Yaşarken söyleyemediklerini, öldükten sonra söyleyeceklere cevabını, yaşarken verdi:
“Ben diktatör değilim. Benim kuvvetim olduğunu söylüyorlar, evet, bu doğrudur. Benim arzu edip de yapamayacağım bir şey yoktur. Çünkü ben zorâki ve insafsızca hareket etmesini bilmem. Bence diktatörlük, diğerlerini râm edendir. Ben kalpleri kırarak değil, kazanarak hükmetmek isterim.”
Dediği gibi de oldu. O evlatlarını çok sevdi, evlatları da onu. Şüphesiz ki O’nun evlat sevgisi sonsuzdu. O kadar çok sevdi ki çocukları, onlar için bayram hediye etti.

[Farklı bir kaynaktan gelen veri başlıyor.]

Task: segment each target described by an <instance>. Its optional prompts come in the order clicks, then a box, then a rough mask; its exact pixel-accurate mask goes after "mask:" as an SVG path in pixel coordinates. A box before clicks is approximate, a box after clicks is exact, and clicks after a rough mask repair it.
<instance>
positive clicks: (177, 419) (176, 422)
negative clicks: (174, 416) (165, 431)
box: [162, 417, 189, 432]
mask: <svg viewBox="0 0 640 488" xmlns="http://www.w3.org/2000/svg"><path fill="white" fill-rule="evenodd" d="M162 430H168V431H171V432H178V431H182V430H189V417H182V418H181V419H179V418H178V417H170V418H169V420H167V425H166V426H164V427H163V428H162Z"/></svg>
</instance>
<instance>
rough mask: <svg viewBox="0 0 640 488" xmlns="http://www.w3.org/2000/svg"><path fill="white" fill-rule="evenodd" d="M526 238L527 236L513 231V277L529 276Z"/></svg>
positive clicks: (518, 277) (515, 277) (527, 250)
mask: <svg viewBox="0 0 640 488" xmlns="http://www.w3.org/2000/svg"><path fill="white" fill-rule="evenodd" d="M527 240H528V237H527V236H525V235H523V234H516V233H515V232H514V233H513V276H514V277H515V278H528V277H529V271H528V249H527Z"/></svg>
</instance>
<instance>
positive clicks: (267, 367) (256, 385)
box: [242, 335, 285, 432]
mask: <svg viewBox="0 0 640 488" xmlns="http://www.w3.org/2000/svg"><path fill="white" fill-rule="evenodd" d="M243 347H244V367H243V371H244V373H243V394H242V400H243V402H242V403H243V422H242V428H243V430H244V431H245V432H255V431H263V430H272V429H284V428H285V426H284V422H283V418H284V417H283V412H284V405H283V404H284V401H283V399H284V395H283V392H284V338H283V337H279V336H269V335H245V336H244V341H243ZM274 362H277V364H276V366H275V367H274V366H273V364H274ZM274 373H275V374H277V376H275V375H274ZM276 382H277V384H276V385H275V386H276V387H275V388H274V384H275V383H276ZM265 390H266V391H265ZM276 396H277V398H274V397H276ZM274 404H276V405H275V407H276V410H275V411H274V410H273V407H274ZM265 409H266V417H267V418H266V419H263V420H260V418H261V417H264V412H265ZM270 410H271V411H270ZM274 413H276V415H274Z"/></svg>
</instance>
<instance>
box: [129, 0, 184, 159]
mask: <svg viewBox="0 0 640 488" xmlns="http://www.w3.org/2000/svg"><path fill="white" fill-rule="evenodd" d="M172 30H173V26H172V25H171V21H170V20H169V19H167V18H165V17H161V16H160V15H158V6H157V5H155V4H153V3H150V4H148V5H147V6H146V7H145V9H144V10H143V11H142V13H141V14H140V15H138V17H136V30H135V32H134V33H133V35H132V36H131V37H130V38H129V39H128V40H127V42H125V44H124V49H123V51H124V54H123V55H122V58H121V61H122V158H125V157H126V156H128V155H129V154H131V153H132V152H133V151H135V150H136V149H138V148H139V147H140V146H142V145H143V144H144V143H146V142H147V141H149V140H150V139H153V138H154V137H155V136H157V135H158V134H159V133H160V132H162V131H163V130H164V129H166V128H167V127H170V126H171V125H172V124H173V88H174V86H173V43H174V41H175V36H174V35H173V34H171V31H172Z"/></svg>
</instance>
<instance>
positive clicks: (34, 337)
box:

Üstelik sadece bizim çocuklarımıza değil, tüm dünya çocuklarına.
Ve bugün…
Bu ulus özgürse senin sayende! Bugün bu ülkede gülümsüyorsa bir çocuk yine senin sayende…
Fakat bugün 15’inde rızası vardı diye peşkeş çekiliyorsa bir çocuk evlilik adı altında senin yolundan saptığımız içindir!
Bugün eğer cemaat, vakıf adı altında merdiven altı yurtlara mahkum bırakılıyorsa çocuklar, o yurtlarda denetimsizlikten ölüyorsa, tacize uğruyorsa senin öğretilerini unuttuğumuz için!
Bugün yeniden filizleniyorsa kadının arka plana itilmesi kazandıklarımızı unuttuğumuz için!
Bugün 23 Nisan Ulusal Egemenlik ve Çocuk Bayramı
Hadi bu bayram çocuklarımızı mutlu etmenin yanı sıra bayramın diğer boyutunu da öğretelim çocuklara. Tam 99 yıl evvel dedelerimizin dişiyle tırnağıyla kurduğu ceylan derisi koltuksuz, içindekilerin astronomik maaş almadığı Türkiye Büyük Millet Meclisini anlatalım. Hanedanlıktan, ulus oluşumuzu anlatalım. O meclisin çatısı altındaki herkese ne kadar minnet duymamızı gerektiğini anlatalım. Ulus olmanın, egemen olmanın, özgür olmanın ne demek olduğunu öğretelim. Bugün 23 Nisan’ı, 23 Nisan’a yakışır kutlayalım!
23 Nisan Ulusal Egemenlik ve Çocuk Bayramımız Kutlu Olsun!